I am finding it hard converting the review column in the guided to a floating pointing number.
Screen Link: https://app.dataquest.io/m/350/guided-project%3A-profitable-app-profiles-for-the-app-store-and-google-play-markets/5/removing-duplicate-entries-part-two
for app in google_data[1:]:
name = app
n_reviews = float(app)
I don’t know what is happening, python is not able to convert my review to a floating point number.
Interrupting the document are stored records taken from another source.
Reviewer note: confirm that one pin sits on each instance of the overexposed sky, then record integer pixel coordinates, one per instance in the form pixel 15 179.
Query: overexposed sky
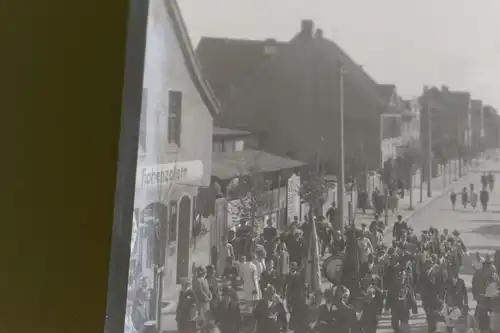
pixel 406 42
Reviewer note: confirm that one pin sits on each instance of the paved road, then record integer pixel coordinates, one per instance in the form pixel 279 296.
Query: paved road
pixel 479 230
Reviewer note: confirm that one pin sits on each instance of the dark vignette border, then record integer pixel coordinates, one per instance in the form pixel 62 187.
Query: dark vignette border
pixel 127 165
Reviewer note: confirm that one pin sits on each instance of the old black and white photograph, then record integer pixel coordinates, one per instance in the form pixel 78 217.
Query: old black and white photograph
pixel 318 167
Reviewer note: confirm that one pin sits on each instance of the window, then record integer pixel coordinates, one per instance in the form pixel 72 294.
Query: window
pixel 229 146
pixel 239 145
pixel 143 120
pixel 174 117
pixel 217 146
pixel 172 222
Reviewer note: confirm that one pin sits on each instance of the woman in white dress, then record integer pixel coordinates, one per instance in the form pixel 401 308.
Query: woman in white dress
pixel 260 264
pixel 248 273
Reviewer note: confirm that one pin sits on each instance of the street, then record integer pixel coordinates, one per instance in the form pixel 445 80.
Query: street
pixel 479 230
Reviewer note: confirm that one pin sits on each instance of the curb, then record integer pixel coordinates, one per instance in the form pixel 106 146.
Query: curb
pixel 444 192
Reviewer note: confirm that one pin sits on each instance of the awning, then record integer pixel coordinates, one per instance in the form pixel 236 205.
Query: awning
pixel 227 165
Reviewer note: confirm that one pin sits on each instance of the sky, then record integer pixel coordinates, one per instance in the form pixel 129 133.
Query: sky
pixel 409 43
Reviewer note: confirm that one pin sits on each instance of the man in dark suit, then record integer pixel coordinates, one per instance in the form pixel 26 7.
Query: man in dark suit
pixel 269 313
pixel 369 268
pixel 456 292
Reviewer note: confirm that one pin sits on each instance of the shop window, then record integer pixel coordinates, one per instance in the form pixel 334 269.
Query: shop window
pixel 172 223
pixel 217 146
pixel 229 146
pixel 174 117
pixel 143 121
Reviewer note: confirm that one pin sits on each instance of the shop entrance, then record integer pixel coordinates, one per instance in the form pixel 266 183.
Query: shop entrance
pixel 184 237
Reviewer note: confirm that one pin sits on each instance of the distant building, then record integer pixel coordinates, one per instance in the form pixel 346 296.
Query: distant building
pixel 400 123
pixel 175 152
pixel 491 127
pixel 289 93
pixel 477 125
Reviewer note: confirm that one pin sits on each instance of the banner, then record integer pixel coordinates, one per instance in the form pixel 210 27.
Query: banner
pixel 293 197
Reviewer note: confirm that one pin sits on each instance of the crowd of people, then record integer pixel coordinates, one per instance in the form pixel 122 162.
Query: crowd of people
pixel 470 196
pixel 261 287
pixel 269 274
pixel 257 282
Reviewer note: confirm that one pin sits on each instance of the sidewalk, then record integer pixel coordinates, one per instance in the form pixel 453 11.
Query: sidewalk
pixel 438 189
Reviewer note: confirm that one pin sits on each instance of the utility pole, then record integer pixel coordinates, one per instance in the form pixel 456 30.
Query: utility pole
pixel 340 169
pixel 411 189
pixel 427 142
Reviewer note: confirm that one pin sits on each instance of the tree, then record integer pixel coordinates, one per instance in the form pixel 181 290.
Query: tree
pixel 313 191
pixel 411 158
pixel 251 197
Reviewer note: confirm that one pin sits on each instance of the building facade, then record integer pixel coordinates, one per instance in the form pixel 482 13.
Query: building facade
pixel 175 154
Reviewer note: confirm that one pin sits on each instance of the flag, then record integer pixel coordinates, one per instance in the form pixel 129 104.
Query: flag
pixel 313 271
pixel 351 261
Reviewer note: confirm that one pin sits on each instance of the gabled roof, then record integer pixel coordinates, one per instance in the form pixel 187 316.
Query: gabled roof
pixel 227 165
pixel 229 63
pixel 386 91
pixel 357 75
pixel 190 58
pixel 220 131
pixel 476 105
pixel 226 62
pixel 460 100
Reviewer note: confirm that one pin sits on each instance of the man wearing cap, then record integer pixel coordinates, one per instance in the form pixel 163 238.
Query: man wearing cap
pixel 228 313
pixel 269 313
pixel 295 290
pixel 400 227
pixel 227 251
pixel 331 213
pixel 297 247
pixel 186 308
pixel 202 292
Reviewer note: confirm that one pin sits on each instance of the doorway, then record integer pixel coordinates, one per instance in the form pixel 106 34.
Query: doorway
pixel 184 236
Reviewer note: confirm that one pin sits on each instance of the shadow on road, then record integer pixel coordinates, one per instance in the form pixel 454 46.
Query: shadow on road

I need help.
Below is the error code:
ValueErrorTraceback (most recent call last)
4 for app in google_data[1:]:
5 name = app
----> 6 n_reviews = float(app)
ValueError: could not convert string to float: ‘3.0M’
you are getting this error because you can’t covert the string
'3.0M' to float, form me to resolve the problem I removed the row containing this review value when I was cleaning the data because there is missing data in this row
['Life Made WI-Fi Touchscreen Photo Frame',
'February 11, 2018',
'4.0 and up']
Welcome to our Dataquest Community.
You are getting this error because you missed the instructions of slide 3 of Guided Project: Profitable App Profiles for the App Store and Google Play Markets.
@bahmed21 is correct about the instructions in slide 3
Deleting Wrong Data.
Thanks, it has been solved. And I really appreciate.
I’ coming across the same issue. I did delete the row data as instructed in slide 3. My code also matches the solution code posted on github. However, the same error still appears.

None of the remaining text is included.